Dir.foreach("coverage") do |file|
next if [".",".."].include?(file)
FileUtils.rm_rf(File.join("coverage",file), :verbose=>true)
end
SimpleCov.start 'rails' do
add_filter "/vendor/"
end
Now, go and add a handy controller method to one of your controllers (I added it to an admin controller so I know it won't be accidentally called, but anything will do since you are guarding it for development only use):
class Admin::DebugController < ApplicationController
if RAILS_ENV=="development"
# see config/environments/development.rb
def coverage
SimpleCov.result.format!
render :text => "Wrote results. STOP AND RESTART THE SERVER TO BEGIN A NEW COVERAGE RUN!!"
end
end
end
Now, start your rails server normally and let your external test suite run against it (or your manual integration QE tester ;)
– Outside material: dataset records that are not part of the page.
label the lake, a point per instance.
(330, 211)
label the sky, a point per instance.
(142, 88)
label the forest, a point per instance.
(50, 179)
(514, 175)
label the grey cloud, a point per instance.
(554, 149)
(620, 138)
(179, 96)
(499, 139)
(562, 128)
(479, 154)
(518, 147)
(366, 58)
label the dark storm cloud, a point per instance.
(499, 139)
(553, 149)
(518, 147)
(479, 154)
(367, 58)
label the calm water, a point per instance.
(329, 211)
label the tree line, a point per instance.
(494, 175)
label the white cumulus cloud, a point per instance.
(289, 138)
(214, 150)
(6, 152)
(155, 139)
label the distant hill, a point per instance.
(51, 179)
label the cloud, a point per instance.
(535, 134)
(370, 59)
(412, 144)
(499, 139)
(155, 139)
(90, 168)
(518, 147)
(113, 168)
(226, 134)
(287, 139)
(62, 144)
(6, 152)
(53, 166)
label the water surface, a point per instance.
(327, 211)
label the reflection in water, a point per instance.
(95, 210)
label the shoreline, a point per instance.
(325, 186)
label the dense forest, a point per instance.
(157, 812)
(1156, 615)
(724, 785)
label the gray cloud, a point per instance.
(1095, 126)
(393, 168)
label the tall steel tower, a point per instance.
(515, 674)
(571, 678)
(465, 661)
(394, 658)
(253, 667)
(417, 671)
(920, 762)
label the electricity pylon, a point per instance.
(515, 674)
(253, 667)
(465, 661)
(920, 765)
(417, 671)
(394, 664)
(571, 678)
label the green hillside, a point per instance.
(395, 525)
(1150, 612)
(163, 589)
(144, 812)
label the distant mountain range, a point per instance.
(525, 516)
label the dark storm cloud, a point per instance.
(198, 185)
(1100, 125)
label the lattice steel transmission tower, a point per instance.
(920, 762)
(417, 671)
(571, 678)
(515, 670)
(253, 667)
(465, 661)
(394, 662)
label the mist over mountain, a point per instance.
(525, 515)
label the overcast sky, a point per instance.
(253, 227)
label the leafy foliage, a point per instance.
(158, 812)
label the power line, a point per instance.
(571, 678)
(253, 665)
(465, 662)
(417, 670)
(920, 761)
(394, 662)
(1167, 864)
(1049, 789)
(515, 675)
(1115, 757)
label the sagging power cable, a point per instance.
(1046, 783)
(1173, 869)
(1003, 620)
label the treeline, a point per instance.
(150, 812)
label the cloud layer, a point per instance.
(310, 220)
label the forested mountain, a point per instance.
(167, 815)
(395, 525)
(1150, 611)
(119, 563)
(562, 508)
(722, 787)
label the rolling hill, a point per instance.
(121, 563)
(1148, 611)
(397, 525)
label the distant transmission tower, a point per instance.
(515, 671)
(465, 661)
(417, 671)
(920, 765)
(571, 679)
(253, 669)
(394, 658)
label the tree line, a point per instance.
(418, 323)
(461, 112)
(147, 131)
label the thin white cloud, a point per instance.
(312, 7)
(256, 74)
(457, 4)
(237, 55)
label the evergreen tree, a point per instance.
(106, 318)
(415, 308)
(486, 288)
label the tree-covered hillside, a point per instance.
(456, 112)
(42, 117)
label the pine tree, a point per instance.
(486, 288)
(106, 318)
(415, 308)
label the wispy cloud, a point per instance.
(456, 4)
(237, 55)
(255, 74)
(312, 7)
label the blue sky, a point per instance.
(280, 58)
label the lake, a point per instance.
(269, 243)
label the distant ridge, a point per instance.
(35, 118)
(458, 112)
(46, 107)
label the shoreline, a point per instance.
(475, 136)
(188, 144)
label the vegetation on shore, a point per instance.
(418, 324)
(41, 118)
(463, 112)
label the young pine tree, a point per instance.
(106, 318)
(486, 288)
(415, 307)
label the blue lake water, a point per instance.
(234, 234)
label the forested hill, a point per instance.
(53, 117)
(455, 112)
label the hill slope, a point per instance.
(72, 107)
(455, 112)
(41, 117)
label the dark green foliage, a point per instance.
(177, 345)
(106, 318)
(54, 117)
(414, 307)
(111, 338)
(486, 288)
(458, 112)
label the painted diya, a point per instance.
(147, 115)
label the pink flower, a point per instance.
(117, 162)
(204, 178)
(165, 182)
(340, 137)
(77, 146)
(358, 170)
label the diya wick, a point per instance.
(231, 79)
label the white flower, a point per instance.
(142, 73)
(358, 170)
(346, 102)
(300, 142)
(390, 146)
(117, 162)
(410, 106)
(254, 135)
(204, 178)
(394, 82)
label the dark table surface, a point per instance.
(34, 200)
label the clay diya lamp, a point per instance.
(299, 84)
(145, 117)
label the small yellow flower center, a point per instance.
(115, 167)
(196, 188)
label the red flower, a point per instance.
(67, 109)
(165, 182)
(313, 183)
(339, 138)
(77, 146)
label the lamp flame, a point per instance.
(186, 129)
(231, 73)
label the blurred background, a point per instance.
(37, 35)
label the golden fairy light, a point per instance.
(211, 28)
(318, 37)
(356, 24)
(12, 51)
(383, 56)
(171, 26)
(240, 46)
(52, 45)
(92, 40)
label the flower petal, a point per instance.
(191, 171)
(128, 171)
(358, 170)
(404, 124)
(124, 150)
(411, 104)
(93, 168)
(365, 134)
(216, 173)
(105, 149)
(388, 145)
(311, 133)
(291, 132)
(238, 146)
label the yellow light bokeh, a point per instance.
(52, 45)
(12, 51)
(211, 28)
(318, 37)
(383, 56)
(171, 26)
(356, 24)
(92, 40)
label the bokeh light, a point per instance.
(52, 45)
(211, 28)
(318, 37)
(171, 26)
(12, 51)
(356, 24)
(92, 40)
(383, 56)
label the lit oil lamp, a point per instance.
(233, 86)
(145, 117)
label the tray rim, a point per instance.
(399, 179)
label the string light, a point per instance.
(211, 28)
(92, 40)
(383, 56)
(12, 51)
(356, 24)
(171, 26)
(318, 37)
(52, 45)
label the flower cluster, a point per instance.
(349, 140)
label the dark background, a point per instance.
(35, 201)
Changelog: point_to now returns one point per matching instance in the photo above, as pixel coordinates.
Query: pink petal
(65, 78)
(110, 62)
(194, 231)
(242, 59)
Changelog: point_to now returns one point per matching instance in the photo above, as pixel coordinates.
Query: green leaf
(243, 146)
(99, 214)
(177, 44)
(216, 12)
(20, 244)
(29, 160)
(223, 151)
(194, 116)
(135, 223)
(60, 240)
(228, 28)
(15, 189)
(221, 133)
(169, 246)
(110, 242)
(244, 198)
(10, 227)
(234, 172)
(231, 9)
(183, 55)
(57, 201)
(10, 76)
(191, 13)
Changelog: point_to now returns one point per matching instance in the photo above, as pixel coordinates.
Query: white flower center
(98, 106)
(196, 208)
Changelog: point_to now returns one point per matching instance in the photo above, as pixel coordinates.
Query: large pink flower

When you are finished running through your integration tests, hit the url you setup in the admin controller, e.g.
http://localhost:3000/admin/debug/coverage
NOTE: this url only works/exists in development!
Voila! The coverage report will be written out to coverage/**
in your rails directory. You can view it by loading coverage/index.html
in your browser.
Justification
While the normal usage of SimpleCov is meant for unit and functional testing, adding the ability to evaluate external integration tests gives QE testers valuable feedback about what their testing strategies actually test within the target rails application.
This may be a trivial distinction for the majority of Rails applications, however it is useful when the application operates as a "pass-thru" for a large amount of data from other applications that is dynamically mixed into the application models (for example, a dashboard or console app). In these kinds of apps, rails testers may think they are testing permutations of the app, when in fact they are testing permutations of the underlying data (e.g. a network cluster). In this situation, code coverage gives an additional level of visibility into what is being tested.